PHYSIO 1 Flashcards
Which of the following drugs increases the rate of gastric emptying in the vagotomised stomach?
Ondansetron Metoclopramide Cyclizine Erythromycin Chloramphenicol
Erythromycin
Chloramphenicol has no effect on gastric emptying. Ondansetron slows gastric emptying slightly. Metoclopramide increases the rate of gastric emptying but its effects are mediated via the vagus nerve. Erythromycin enhances gastric emptying by acting via the motilin receptor in the gut.
Which of the following is not secreted by the parietal cells?
Hydrochloric acid Mucus Magnesium Intrinsic factor Calcium
Mucus
Parietal cells: secrete HCl, Ca, Na, Mg and intrinsic factor
Chief cells: secrete pepsinogen
Surface mucosal cells: secrete mucus and bicarbonate
A 65 year old man is admitted for a below knee amputation. He is taking digoxin. Clinically the patient has an irregularly irregular pulse. What would you expect to see when you examine the jugular venous pressure?

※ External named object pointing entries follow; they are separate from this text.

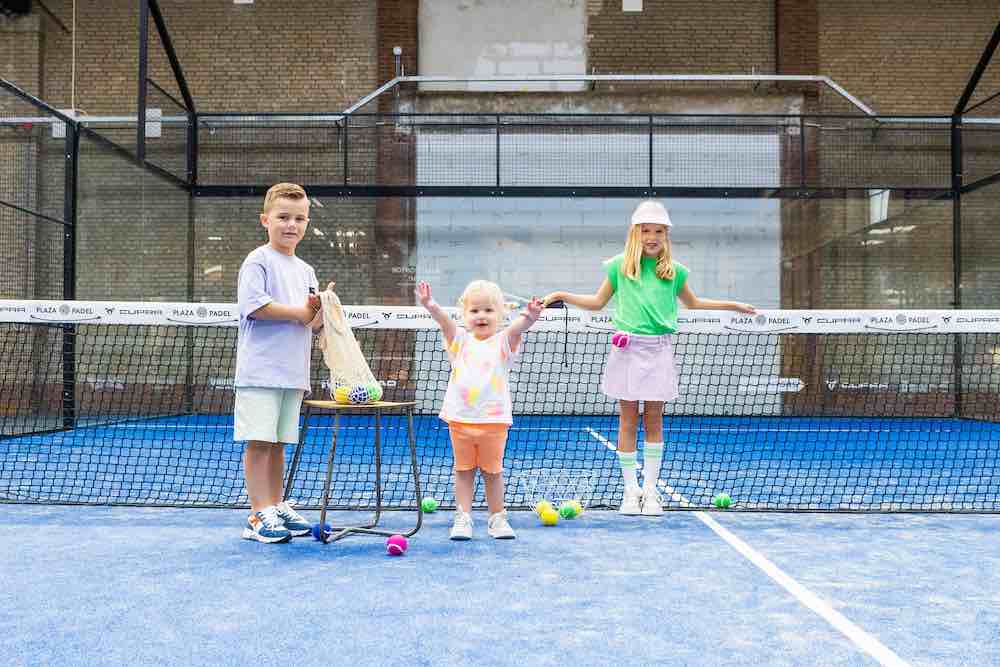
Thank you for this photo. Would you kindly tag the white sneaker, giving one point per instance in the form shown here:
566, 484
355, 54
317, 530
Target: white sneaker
461, 529
630, 501
499, 527
651, 503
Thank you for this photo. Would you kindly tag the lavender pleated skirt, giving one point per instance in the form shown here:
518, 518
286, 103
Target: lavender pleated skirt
643, 370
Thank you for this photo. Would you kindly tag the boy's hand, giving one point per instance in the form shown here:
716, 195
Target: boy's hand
554, 296
314, 302
423, 293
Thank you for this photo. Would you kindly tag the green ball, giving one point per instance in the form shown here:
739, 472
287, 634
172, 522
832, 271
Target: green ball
429, 504
722, 500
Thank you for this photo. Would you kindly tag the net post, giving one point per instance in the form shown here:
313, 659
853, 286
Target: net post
650, 154
71, 170
957, 177
140, 126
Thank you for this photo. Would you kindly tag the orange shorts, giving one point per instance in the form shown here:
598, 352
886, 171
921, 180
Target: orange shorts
478, 446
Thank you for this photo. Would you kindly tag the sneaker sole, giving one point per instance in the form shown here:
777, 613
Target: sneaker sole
256, 537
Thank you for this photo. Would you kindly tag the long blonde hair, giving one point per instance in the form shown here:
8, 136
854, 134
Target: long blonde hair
633, 256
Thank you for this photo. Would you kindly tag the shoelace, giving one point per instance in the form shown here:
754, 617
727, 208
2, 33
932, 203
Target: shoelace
285, 510
269, 515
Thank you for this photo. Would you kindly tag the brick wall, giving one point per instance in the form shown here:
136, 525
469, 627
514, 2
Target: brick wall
682, 36
323, 56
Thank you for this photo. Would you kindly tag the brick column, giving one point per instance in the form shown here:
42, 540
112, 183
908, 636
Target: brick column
395, 218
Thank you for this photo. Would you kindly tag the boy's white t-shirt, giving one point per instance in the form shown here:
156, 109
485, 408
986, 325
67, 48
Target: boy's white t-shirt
273, 353
479, 386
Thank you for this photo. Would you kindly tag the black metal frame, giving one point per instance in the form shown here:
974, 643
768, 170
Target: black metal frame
501, 122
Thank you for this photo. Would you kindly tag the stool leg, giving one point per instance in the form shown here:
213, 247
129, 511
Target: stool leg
293, 468
416, 472
329, 476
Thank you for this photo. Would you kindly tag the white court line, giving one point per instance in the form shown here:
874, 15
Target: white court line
864, 641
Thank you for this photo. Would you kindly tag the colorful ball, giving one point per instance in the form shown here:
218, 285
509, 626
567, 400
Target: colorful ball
429, 504
396, 545
359, 394
326, 530
722, 500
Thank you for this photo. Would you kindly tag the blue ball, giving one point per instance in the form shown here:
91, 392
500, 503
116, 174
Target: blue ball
326, 528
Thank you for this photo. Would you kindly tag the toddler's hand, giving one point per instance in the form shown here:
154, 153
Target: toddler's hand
423, 293
534, 308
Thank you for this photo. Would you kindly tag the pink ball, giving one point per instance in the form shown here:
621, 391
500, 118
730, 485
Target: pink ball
396, 545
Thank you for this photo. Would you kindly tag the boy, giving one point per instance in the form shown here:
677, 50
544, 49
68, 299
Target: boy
278, 313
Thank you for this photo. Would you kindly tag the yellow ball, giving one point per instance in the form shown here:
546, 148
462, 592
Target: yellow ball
541, 506
342, 394
550, 517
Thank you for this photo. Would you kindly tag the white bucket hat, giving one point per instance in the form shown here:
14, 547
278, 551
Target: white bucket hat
651, 212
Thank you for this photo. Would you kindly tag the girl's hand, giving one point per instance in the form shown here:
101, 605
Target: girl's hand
534, 308
423, 293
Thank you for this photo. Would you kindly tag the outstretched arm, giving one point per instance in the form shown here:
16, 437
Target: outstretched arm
317, 303
688, 298
594, 301
423, 293
523, 322
278, 311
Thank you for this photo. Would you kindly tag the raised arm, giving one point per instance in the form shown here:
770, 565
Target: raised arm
423, 293
692, 302
523, 322
594, 301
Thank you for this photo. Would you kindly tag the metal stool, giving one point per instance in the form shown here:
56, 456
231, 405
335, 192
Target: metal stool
371, 528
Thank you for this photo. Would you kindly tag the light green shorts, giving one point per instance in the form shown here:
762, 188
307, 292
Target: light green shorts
268, 414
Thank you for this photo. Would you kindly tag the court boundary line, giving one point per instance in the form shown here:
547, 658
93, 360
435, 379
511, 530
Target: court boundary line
855, 633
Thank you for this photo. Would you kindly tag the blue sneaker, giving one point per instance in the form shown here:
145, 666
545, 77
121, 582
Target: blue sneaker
294, 522
266, 526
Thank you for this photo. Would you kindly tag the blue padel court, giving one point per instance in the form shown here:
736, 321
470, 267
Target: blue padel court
761, 462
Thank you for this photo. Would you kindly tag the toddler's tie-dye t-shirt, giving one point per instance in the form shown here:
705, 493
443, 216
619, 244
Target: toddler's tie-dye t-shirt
479, 386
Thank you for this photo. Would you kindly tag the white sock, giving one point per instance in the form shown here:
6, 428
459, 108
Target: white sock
627, 461
652, 456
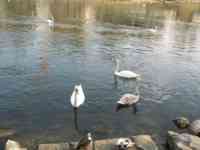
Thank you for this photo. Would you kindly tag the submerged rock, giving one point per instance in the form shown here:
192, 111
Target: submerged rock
13, 145
144, 142
182, 141
5, 132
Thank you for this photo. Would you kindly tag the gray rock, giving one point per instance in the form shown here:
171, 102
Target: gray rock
144, 142
141, 142
58, 146
13, 145
182, 141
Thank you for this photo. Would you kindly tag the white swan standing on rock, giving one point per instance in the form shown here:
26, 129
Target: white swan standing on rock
125, 73
128, 100
77, 97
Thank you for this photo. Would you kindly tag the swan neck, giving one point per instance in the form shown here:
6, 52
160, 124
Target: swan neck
117, 66
137, 89
75, 100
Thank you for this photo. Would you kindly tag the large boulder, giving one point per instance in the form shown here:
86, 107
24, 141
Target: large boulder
182, 141
141, 142
13, 145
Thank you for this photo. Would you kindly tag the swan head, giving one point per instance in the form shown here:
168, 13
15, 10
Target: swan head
89, 135
77, 88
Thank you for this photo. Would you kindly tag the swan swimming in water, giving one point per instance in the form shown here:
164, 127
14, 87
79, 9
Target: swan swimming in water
50, 22
128, 100
125, 73
77, 97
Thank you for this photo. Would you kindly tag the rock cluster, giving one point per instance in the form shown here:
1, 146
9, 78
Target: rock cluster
175, 141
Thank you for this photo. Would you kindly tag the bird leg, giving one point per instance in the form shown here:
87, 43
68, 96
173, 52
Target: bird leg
76, 118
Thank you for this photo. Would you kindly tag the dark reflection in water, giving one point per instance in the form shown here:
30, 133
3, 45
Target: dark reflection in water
40, 63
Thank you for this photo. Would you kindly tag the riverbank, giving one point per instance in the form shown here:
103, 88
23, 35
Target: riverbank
174, 141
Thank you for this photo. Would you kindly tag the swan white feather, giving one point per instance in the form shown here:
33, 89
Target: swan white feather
78, 96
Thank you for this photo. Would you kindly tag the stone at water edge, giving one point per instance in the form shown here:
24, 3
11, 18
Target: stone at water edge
182, 141
144, 142
13, 145
5, 132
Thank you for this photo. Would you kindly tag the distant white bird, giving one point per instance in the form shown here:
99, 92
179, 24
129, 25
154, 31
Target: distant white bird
77, 97
128, 100
51, 22
125, 73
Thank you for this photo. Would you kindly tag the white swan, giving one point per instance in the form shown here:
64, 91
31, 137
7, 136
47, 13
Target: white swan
50, 22
77, 97
128, 100
125, 73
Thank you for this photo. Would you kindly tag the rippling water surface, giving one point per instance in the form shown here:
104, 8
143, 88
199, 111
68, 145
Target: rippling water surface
40, 63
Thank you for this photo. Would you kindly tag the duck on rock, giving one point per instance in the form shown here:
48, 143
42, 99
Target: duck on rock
183, 123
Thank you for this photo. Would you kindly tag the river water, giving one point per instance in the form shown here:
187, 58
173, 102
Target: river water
41, 62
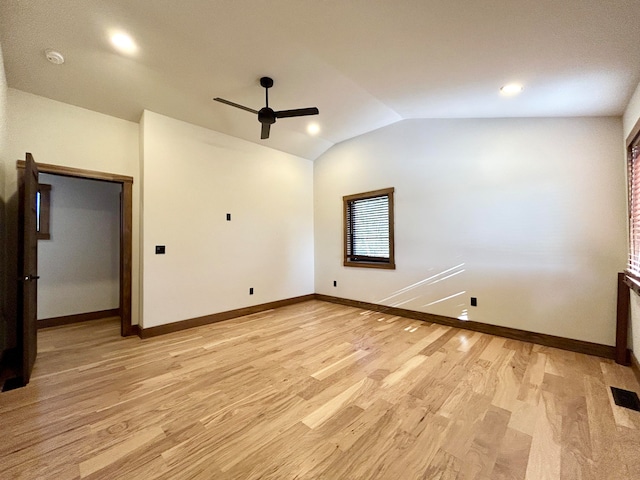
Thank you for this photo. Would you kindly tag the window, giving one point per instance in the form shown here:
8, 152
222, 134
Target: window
634, 207
43, 211
368, 229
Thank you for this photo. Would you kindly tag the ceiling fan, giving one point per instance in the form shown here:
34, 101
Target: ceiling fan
266, 115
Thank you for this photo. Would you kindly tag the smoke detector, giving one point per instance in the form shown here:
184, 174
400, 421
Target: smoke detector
54, 57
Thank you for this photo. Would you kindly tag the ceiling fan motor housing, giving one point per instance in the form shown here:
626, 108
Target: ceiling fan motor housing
266, 115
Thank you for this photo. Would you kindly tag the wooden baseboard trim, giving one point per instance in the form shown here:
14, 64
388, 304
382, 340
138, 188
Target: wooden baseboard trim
80, 317
635, 365
219, 317
572, 345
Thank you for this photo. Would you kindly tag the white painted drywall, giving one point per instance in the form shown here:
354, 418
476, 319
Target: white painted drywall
632, 113
193, 177
3, 227
61, 134
79, 266
630, 118
527, 215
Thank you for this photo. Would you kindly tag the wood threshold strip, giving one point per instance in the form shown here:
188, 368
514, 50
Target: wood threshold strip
563, 343
79, 317
219, 317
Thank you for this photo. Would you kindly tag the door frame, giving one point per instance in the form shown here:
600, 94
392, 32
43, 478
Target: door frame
126, 231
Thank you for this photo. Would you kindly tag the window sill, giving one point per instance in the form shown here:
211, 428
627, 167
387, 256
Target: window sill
632, 282
385, 266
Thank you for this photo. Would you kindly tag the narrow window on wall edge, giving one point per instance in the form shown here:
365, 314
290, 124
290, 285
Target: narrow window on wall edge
368, 229
633, 266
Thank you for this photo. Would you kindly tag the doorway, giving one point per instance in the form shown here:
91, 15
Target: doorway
126, 224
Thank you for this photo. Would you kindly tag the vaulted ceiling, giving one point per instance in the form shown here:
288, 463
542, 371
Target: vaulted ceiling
364, 63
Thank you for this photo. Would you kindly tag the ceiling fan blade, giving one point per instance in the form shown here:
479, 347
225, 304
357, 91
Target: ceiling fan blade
237, 105
266, 128
298, 112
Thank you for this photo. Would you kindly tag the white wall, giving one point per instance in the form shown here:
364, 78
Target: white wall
79, 266
61, 134
630, 118
632, 113
192, 178
3, 143
527, 215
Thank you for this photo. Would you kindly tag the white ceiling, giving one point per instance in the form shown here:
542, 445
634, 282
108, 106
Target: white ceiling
364, 63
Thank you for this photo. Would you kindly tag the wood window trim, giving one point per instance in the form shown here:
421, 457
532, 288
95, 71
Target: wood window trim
633, 198
44, 215
390, 265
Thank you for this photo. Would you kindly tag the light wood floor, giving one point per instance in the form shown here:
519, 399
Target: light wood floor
315, 391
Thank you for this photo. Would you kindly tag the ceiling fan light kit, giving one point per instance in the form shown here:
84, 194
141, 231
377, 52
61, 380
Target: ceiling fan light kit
266, 115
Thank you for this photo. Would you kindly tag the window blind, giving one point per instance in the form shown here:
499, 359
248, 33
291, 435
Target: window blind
368, 229
634, 207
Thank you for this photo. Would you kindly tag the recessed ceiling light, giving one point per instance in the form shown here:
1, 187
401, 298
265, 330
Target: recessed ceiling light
313, 129
511, 89
123, 43
54, 57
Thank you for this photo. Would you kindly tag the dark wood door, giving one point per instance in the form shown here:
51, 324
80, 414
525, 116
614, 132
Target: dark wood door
28, 267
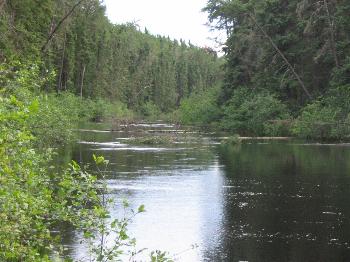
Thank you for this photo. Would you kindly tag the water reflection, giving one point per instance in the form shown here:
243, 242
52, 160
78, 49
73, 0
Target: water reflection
280, 201
285, 202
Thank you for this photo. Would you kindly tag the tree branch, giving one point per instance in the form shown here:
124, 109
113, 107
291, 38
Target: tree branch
282, 56
43, 48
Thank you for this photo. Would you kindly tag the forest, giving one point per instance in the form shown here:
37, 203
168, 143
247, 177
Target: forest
284, 72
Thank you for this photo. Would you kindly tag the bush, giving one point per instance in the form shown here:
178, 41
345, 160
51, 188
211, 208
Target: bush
320, 121
150, 110
200, 108
255, 114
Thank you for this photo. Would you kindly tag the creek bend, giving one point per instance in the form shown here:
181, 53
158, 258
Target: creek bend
257, 201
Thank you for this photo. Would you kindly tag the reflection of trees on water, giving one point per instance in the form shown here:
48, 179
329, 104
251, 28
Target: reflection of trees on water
285, 203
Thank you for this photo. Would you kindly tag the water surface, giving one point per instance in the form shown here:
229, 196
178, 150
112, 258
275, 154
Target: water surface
258, 201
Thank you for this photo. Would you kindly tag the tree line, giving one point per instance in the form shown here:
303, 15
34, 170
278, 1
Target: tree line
287, 63
94, 58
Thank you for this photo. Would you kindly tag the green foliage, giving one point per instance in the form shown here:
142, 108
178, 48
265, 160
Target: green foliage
284, 48
98, 59
321, 121
32, 197
254, 114
200, 108
150, 110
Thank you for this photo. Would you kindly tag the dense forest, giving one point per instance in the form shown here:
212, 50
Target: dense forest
285, 72
96, 59
287, 66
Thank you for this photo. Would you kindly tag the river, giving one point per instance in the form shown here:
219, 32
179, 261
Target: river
258, 201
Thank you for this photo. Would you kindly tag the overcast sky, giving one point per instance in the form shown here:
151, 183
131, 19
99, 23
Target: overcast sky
174, 18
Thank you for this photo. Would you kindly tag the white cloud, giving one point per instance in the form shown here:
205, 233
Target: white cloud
175, 18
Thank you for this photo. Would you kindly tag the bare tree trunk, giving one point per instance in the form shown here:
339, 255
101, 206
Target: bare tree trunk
2, 4
43, 48
59, 87
282, 56
82, 82
332, 34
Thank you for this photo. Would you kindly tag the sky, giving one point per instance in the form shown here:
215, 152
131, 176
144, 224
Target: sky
178, 19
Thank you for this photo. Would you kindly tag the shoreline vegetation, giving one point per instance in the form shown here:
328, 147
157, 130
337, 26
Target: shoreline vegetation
64, 63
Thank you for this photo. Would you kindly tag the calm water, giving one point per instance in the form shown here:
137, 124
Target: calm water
276, 201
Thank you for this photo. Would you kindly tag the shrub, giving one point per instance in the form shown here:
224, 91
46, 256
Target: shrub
255, 114
320, 121
200, 108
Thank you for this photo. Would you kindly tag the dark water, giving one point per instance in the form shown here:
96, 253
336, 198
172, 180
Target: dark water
276, 201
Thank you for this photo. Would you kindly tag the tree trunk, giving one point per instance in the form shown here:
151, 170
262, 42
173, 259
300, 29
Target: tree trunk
82, 82
2, 4
59, 87
282, 56
43, 48
332, 34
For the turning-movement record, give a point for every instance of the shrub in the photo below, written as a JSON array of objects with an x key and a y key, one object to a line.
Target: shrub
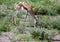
[
  {"x": 42, "y": 33},
  {"x": 4, "y": 28},
  {"x": 49, "y": 22}
]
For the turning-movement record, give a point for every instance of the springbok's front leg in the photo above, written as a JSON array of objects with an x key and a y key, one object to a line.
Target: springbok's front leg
[
  {"x": 34, "y": 17},
  {"x": 14, "y": 16}
]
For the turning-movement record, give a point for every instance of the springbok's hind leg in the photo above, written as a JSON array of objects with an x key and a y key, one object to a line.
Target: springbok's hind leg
[{"x": 14, "y": 16}]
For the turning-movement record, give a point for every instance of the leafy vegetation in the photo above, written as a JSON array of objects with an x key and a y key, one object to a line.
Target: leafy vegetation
[{"x": 49, "y": 21}]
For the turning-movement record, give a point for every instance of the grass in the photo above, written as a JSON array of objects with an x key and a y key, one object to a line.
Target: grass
[{"x": 49, "y": 25}]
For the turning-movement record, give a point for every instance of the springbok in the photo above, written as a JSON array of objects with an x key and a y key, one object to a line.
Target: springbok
[{"x": 27, "y": 8}]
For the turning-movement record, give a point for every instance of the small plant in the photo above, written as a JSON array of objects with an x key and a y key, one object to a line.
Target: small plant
[{"x": 4, "y": 28}]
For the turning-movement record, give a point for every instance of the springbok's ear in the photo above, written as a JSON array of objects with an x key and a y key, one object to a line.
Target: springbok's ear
[{"x": 17, "y": 2}]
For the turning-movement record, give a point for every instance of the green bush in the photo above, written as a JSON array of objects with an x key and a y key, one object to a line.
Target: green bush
[
  {"x": 42, "y": 33},
  {"x": 49, "y": 22},
  {"x": 4, "y": 28}
]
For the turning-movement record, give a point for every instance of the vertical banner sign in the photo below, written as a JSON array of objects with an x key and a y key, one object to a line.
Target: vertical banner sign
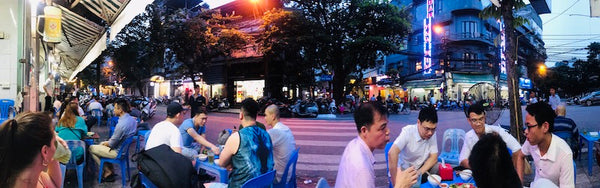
[
  {"x": 502, "y": 50},
  {"x": 52, "y": 24},
  {"x": 427, "y": 38}
]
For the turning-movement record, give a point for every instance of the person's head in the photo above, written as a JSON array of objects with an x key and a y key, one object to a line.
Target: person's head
[
  {"x": 371, "y": 124},
  {"x": 476, "y": 118},
  {"x": 69, "y": 117},
  {"x": 561, "y": 110},
  {"x": 197, "y": 89},
  {"x": 121, "y": 107},
  {"x": 26, "y": 142},
  {"x": 200, "y": 118},
  {"x": 427, "y": 122},
  {"x": 539, "y": 122},
  {"x": 175, "y": 113},
  {"x": 249, "y": 110},
  {"x": 272, "y": 115},
  {"x": 491, "y": 163}
]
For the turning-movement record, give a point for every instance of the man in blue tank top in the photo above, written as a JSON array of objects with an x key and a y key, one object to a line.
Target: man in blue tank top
[{"x": 248, "y": 152}]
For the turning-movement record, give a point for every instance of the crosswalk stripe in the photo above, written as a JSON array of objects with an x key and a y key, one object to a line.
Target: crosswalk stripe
[
  {"x": 321, "y": 143},
  {"x": 314, "y": 133},
  {"x": 321, "y": 127}
]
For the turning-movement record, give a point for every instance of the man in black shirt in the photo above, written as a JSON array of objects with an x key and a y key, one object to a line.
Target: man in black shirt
[{"x": 196, "y": 101}]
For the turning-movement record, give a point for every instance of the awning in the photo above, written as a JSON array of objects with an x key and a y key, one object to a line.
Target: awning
[
  {"x": 472, "y": 78},
  {"x": 425, "y": 84},
  {"x": 131, "y": 9}
]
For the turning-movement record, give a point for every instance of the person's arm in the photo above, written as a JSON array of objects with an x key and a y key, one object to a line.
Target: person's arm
[
  {"x": 231, "y": 147},
  {"x": 432, "y": 160},
  {"x": 393, "y": 162},
  {"x": 406, "y": 178},
  {"x": 202, "y": 141}
]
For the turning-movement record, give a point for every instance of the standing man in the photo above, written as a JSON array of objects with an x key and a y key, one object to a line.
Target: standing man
[
  {"x": 194, "y": 129},
  {"x": 476, "y": 118},
  {"x": 166, "y": 132},
  {"x": 282, "y": 138},
  {"x": 416, "y": 145},
  {"x": 248, "y": 151},
  {"x": 554, "y": 99},
  {"x": 197, "y": 101},
  {"x": 357, "y": 163},
  {"x": 125, "y": 128},
  {"x": 552, "y": 156}
]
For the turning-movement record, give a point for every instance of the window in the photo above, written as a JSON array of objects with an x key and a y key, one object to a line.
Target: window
[{"x": 469, "y": 28}]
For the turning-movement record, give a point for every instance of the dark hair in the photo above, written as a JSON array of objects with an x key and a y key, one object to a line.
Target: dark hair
[
  {"x": 249, "y": 108},
  {"x": 491, "y": 163},
  {"x": 365, "y": 114},
  {"x": 123, "y": 104},
  {"x": 428, "y": 114},
  {"x": 542, "y": 112},
  {"x": 21, "y": 140},
  {"x": 476, "y": 108}
]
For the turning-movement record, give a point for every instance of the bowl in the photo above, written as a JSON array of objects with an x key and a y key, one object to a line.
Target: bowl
[
  {"x": 466, "y": 174},
  {"x": 432, "y": 179},
  {"x": 444, "y": 185},
  {"x": 202, "y": 157}
]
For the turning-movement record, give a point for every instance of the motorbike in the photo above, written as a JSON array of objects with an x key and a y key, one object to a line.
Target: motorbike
[{"x": 305, "y": 108}]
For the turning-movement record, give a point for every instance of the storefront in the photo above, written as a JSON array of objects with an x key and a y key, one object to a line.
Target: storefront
[{"x": 248, "y": 89}]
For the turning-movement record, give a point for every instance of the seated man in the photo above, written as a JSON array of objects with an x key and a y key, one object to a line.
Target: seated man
[
  {"x": 552, "y": 156},
  {"x": 125, "y": 128},
  {"x": 565, "y": 124},
  {"x": 491, "y": 163},
  {"x": 194, "y": 129},
  {"x": 476, "y": 118},
  {"x": 416, "y": 145},
  {"x": 282, "y": 138},
  {"x": 249, "y": 151},
  {"x": 357, "y": 163},
  {"x": 166, "y": 132}
]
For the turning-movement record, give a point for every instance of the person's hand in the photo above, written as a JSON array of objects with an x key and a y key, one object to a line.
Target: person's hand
[
  {"x": 215, "y": 150},
  {"x": 61, "y": 141},
  {"x": 406, "y": 178}
]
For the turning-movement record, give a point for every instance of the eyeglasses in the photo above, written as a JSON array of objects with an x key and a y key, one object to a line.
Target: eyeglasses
[
  {"x": 482, "y": 119},
  {"x": 528, "y": 127}
]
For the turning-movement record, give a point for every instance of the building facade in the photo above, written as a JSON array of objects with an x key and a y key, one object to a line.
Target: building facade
[{"x": 465, "y": 49}]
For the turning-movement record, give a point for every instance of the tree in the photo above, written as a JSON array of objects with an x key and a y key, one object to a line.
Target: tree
[
  {"x": 505, "y": 12},
  {"x": 349, "y": 35},
  {"x": 196, "y": 41}
]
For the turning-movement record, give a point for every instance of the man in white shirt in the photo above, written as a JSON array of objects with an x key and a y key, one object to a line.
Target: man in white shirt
[
  {"x": 282, "y": 139},
  {"x": 552, "y": 156},
  {"x": 416, "y": 145},
  {"x": 476, "y": 118},
  {"x": 554, "y": 99},
  {"x": 357, "y": 163},
  {"x": 166, "y": 132}
]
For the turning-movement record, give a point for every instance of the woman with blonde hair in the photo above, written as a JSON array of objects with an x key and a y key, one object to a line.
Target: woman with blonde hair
[
  {"x": 72, "y": 127},
  {"x": 27, "y": 147}
]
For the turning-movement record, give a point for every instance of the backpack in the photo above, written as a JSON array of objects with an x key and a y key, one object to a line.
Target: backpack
[{"x": 166, "y": 168}]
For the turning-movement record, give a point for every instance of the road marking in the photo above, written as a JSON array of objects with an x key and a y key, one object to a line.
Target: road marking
[{"x": 328, "y": 134}]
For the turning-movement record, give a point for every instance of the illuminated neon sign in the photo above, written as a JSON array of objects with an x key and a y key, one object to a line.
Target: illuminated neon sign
[
  {"x": 502, "y": 49},
  {"x": 427, "y": 38}
]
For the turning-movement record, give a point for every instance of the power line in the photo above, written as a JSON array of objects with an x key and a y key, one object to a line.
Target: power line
[{"x": 561, "y": 12}]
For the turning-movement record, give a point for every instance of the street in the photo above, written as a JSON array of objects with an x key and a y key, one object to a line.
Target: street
[{"x": 322, "y": 142}]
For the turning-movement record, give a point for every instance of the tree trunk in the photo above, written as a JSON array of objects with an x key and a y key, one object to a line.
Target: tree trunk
[{"x": 516, "y": 116}]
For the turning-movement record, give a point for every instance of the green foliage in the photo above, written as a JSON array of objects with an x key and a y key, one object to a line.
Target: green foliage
[{"x": 345, "y": 36}]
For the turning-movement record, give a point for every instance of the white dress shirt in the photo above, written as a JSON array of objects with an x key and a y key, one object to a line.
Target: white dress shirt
[
  {"x": 414, "y": 149},
  {"x": 356, "y": 166},
  {"x": 471, "y": 139},
  {"x": 556, "y": 165},
  {"x": 283, "y": 146}
]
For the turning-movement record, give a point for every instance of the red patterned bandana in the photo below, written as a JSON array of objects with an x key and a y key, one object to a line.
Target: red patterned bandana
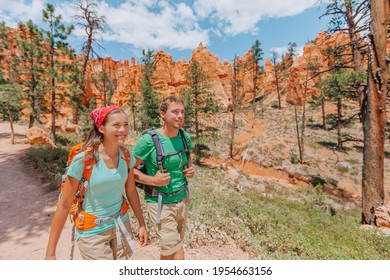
[{"x": 98, "y": 115}]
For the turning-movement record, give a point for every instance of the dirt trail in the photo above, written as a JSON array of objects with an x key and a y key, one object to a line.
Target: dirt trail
[{"x": 27, "y": 209}]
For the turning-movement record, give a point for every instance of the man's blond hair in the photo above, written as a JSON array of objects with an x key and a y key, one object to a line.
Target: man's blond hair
[{"x": 168, "y": 100}]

Absent y waves Slow y descent Cannon waves Steep y descent Absent a waves
Absent a waves
This patient has atrial fibrillation and is most likely to have absent a waves.
Deficiency of which vitamin is most likely to explain the presentation of a 3 year old child with Rickets?
Vitamin C Vitamin B3 Vitamin D Vitamin A Vitamin E
Vitamin D
Vitamin D is needed to help mineralise bone. When this is deficient, mineralisation is inadequate and deformities may result.
Which of the following substances is released from the sympathetic nervous system to stimulate the adrenal medulla?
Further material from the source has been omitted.